Il lungo cammino della rivoluzione sovietica raccontato attraverso le lotte vissute in prima persona dai suoi protagonisti

«Il marxismo mi ha dato la felicità più grande che una persona possa sognare: sapere dove andare, la quieta fiducia nell’esito finale della causa a cui si è legata la propria vita»

Correva l’anno 1894 quando, in quel di Pietroburgo, Nadežda Konstantinovna Krupskaja, giovane maestra di idee rivoluzionarie, incontrò Vladimir Lenin, arrivato da poco in città ma già noto per gli scritti con cui riusciva a trasmettere agli operai e agli intellettuali il vero «spirito vivente del marxismo». Insieme, Vladimir Lenin e Nadežda Krupskaja ebbero il tempo di dare vita all’organizzazione “Unione di lotta per l’emancipazione della classe operaia” prima di essere intercettati dalla polizia zarista e condannati alla deportazione. Sarà proprio in Siberia, in effetti, che i due militanti sceglieranno di sposarsi, condividendo, da quel momento in poi, una vita interamente votata alla causa del socialismo.

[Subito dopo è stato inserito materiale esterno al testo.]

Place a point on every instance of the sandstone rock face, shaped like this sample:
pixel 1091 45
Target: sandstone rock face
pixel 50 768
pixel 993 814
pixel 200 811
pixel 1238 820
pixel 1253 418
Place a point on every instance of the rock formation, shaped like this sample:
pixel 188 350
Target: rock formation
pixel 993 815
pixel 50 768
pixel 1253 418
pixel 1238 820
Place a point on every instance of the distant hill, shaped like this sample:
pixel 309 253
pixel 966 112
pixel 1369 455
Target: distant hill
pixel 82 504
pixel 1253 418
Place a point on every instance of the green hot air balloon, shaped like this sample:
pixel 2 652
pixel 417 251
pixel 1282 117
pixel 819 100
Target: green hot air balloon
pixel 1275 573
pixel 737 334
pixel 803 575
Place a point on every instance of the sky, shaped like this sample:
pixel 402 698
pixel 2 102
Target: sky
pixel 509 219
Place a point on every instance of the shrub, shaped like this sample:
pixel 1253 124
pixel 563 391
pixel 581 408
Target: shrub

La dura repressione zarista, la faticosa propaganda clandestina, l’inesorabile lotta per la difesa dei principi bolscevichi ma, al culmine di incredibili sforzi e fughe in tutta Europa, anche gli eventi che condurranno alla Rivoluzione d’Ottobre, sono solo alcuni dei fili conduttori del libro. Autentico classico del movimento operaio, “La mia vita con Lenin” è un documento di imprescindibile valore storico e letterario e, al tempo stesso, la testimonianza in prima persona di un’avventura umana e politica destinata a cambiare il mondo.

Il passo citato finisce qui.